METHODS::Since the discovery of dental pulp stem cells, a lot of teams have expressed an interest in dental pulp regeneration. Many approaches, experimental models and biological explorations have been developed, each including the use of stem cells and scaffolds with the final goal being clinical application in humans. In this review, the authors' objective was to compare the experimental models and strategies used for the development of biomaterials for tissue engineering of dental pulp with stem cells. Electronic queries were conducted on PubMed using the following terms: pulp regeneration, scaffold, stem cells, tissue engineering and biomaterial. The extracted data included the following information: the strategy envisaged, the type of stem cells, the experimental models, the exploration or analysis methods, the cytotoxicity or viability or proliferation cellular tests, the tests of scaffold antibacterial properties and take into account the vascularization of the regenerated dental pulp. From the 71 selected articles, 59% focused on the "cell-transplantation" strategy, 82% used in vitro experimentation, 58% in vivo animal models and only one described an in vivo in situ human clinical study. 87% used dental pulp stem cells.

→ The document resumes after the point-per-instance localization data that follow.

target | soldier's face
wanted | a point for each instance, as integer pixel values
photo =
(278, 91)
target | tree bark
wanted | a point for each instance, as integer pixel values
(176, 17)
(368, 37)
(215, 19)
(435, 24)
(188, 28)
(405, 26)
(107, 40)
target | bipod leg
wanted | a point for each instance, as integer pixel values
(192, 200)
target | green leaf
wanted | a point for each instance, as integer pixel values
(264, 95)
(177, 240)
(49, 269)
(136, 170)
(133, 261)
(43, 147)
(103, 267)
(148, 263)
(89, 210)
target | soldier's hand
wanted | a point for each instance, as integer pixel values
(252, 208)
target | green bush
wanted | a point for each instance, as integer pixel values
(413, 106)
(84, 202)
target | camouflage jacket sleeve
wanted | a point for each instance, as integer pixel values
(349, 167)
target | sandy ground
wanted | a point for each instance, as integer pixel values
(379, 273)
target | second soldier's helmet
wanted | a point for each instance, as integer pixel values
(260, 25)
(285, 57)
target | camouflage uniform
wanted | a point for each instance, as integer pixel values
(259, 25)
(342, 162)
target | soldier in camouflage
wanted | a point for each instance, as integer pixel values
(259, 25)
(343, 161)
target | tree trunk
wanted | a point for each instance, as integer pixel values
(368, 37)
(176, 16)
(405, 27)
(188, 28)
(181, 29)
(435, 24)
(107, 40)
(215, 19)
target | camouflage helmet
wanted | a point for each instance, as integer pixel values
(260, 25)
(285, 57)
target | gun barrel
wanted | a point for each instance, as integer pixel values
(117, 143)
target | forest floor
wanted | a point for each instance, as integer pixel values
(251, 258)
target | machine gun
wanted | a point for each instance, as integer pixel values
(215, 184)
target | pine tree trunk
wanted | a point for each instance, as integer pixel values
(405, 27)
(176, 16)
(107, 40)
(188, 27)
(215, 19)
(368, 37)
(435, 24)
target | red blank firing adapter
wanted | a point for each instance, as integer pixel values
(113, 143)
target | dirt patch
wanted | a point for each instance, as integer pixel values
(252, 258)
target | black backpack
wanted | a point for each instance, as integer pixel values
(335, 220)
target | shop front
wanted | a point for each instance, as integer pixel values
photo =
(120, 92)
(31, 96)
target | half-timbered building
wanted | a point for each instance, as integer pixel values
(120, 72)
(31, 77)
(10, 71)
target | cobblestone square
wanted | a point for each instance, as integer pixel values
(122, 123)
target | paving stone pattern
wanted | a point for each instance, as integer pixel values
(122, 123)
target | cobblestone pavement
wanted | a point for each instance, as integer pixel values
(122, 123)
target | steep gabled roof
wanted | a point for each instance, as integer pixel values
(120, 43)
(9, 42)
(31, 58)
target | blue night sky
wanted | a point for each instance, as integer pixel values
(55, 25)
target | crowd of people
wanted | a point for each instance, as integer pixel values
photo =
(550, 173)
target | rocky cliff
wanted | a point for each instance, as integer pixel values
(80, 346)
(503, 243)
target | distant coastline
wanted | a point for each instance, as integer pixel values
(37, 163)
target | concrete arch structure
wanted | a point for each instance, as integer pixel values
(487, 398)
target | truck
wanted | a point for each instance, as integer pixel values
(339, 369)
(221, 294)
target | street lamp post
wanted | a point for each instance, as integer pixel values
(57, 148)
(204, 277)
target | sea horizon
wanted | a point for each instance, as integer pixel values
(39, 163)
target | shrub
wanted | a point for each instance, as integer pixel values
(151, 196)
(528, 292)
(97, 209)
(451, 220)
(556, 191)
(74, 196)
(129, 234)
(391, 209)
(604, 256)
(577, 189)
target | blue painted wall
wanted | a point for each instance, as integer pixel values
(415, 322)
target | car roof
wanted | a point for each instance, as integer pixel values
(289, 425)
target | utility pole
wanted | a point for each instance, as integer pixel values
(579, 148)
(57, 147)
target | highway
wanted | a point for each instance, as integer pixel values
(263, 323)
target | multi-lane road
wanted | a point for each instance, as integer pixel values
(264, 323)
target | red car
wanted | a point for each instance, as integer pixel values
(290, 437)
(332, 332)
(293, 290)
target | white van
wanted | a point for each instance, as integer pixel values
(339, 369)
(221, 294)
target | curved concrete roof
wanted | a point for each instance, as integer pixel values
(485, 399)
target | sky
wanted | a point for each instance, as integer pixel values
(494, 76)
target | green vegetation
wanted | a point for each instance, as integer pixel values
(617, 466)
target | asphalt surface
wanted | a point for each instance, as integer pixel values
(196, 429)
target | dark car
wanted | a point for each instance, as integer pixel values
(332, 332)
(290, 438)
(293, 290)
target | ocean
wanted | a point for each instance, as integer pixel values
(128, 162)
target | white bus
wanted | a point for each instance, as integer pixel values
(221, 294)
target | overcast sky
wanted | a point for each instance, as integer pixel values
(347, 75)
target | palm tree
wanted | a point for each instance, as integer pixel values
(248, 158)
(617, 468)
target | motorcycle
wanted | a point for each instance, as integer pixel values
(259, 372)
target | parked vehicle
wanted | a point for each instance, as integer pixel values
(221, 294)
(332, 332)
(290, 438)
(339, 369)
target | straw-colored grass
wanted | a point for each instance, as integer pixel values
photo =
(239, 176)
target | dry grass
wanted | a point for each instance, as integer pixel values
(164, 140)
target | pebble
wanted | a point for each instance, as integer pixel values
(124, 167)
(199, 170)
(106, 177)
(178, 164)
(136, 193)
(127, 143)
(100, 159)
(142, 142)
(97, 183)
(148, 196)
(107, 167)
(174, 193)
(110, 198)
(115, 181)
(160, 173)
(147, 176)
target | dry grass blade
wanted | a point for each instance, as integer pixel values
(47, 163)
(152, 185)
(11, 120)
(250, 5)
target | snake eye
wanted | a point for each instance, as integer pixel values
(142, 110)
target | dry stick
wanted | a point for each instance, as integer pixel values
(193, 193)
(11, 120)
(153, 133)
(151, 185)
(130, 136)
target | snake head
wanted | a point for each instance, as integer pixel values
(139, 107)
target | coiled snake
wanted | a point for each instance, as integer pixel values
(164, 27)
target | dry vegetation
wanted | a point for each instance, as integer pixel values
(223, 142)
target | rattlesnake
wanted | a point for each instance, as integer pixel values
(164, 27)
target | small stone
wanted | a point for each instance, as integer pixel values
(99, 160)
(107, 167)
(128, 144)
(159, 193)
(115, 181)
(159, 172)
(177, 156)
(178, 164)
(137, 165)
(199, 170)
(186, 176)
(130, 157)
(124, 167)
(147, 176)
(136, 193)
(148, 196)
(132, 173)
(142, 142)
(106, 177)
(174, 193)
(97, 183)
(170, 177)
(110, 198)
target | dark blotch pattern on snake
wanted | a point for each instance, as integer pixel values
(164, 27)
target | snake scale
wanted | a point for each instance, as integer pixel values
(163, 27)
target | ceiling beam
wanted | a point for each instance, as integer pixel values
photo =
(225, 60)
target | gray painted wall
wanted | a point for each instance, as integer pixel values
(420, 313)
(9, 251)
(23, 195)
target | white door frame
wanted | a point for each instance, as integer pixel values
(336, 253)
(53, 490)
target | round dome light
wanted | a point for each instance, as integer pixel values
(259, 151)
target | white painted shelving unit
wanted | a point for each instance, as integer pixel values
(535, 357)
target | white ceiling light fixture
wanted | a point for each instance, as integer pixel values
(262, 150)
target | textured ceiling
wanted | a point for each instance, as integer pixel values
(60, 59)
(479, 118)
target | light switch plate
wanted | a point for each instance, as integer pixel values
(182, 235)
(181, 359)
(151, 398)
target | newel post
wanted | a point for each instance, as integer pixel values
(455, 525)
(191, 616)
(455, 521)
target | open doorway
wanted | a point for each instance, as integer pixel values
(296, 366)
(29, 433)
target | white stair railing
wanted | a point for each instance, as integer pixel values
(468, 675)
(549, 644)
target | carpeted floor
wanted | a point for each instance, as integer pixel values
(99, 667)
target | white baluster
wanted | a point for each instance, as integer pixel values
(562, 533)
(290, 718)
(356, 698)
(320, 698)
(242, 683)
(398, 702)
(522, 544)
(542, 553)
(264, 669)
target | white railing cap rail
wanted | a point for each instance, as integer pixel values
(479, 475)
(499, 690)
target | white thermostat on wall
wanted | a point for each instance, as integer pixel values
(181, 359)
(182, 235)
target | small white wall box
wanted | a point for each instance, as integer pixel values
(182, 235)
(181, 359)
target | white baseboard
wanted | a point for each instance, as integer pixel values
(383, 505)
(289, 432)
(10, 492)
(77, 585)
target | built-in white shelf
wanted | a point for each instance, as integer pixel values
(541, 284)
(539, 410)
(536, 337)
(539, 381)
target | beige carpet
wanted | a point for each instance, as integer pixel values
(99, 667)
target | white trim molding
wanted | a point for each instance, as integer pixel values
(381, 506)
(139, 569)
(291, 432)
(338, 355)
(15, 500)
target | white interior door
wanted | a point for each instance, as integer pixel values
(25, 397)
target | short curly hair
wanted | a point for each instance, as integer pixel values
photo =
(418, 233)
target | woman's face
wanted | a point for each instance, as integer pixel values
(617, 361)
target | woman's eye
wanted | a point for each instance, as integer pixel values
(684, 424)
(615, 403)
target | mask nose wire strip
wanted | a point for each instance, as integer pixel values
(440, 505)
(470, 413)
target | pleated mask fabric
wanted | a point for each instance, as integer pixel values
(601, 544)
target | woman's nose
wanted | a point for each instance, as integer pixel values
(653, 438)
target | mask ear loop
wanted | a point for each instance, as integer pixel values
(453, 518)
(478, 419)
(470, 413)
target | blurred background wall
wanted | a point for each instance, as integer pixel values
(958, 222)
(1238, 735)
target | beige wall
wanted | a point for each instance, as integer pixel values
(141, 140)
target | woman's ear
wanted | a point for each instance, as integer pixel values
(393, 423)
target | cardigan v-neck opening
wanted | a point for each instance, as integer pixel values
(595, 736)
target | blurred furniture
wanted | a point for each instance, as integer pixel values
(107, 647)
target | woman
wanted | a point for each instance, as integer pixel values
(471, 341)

A majority of the studies reported histology (75%) and immunohistochemistry explorations (66%). 73% mentioned the use of cytotoxicity, proliferation or viability tests. 48% took vascularization into account but only 6% studied the antibacterial properties of the scaffolds. This article gives an overview of the methods used to regenerate dental pulp from stem cells and should help researchers create the best development strategies for research in this field.